Methods: Data are derived from pretrial service or bond interviews with jailed criminal defendants processed at a large urban jail in the western United States between 1995 and 2000. All self-reported criminal history was supplemented with local records. We compared two groups of offenders, one group of habitual criminals with an average of 30 career arrests and a second group representing a simple random sample of 500 offenders. Data span was from childhood until age 59. Seven year intervals were selected for consistency and measure five decades of offending history. Difference of means t-tests and two-by-two contingency tables with chi-square tests were conducted. Mean levels of offending by sample were also compared as a difference of magnitude measure.

Results: Arrest activity across seven life stages were examined during childhood and adolescence and six, 7-year age intervals through adulthood (ages 18-24, 25-31, 32-38, 39-45, 46-52, and 53-59). At all life stages, persistent offenders accumulated significantly more arrests with t-values ranging from t = 5.04 (between ages 53-59) to t = 20.04 (between ages 25-31).
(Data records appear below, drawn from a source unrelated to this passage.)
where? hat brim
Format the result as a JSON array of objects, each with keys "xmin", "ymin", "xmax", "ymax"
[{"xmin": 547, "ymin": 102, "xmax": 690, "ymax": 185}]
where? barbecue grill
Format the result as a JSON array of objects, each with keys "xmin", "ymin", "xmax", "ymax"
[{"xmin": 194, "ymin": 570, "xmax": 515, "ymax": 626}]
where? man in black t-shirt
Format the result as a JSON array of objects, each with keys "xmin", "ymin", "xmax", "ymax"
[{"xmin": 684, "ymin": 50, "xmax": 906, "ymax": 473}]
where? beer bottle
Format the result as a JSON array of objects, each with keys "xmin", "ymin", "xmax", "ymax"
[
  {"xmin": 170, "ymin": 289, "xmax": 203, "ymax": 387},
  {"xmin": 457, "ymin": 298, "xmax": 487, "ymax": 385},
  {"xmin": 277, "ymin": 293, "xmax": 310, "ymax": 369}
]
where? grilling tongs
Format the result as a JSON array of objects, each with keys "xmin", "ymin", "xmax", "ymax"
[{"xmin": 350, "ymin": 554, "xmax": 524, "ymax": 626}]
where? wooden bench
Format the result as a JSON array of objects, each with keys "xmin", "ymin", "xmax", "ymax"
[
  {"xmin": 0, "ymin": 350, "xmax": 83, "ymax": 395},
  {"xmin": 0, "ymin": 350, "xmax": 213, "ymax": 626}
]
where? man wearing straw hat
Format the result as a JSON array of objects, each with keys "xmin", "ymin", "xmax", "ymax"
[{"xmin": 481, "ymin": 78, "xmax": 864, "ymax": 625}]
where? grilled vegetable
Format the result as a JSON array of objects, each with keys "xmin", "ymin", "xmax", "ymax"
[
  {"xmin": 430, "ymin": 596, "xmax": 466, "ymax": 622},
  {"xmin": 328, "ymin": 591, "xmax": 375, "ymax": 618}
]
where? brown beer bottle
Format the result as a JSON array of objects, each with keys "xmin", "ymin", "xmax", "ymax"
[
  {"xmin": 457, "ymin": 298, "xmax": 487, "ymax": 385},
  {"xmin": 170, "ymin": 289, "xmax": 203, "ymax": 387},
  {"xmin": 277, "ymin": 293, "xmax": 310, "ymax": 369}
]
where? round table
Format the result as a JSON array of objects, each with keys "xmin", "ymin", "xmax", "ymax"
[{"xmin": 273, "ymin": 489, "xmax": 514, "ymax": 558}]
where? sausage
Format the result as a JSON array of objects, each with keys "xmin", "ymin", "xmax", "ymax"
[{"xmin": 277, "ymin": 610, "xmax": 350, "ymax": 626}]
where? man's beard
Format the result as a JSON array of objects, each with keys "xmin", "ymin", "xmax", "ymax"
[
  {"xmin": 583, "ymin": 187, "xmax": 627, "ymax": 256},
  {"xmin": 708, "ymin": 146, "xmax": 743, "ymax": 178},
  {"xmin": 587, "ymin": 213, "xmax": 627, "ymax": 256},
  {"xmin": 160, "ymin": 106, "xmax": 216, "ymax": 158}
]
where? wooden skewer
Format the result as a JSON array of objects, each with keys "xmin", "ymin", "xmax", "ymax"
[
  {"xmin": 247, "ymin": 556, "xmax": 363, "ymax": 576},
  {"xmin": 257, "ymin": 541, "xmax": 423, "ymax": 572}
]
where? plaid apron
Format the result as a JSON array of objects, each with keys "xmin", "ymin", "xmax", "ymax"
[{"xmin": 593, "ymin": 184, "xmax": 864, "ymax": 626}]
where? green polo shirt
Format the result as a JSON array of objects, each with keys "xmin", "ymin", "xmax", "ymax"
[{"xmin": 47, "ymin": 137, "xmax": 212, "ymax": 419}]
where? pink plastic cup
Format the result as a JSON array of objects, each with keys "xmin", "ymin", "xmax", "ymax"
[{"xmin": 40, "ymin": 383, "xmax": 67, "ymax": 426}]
The differences in magnitude between mean offending totals per age range were dramatic. During childhood and adolescence, life-course persistent offenders had arrest totals that were 16 times higher than random offenders.

Between ages 46-52 there is a 34-fold difference.

Conclusions and Implications: Study findings not only underscore the need to intervene early with children that evince problem behavior but also to strengthen reentry services and polices among persistent offenders in order to blunt continued arrests and prevent victimizations. Interlocking desistance mechanisms such as a healthy marriage, stable employment, job skills, and access to addiction and mental health treatments have all been shown to reduce recidivism among adult offenders. Promoting these mutually interdependent desistance processes is critical to saving lives and reducing the substantial economic burden imposed by chronic offending.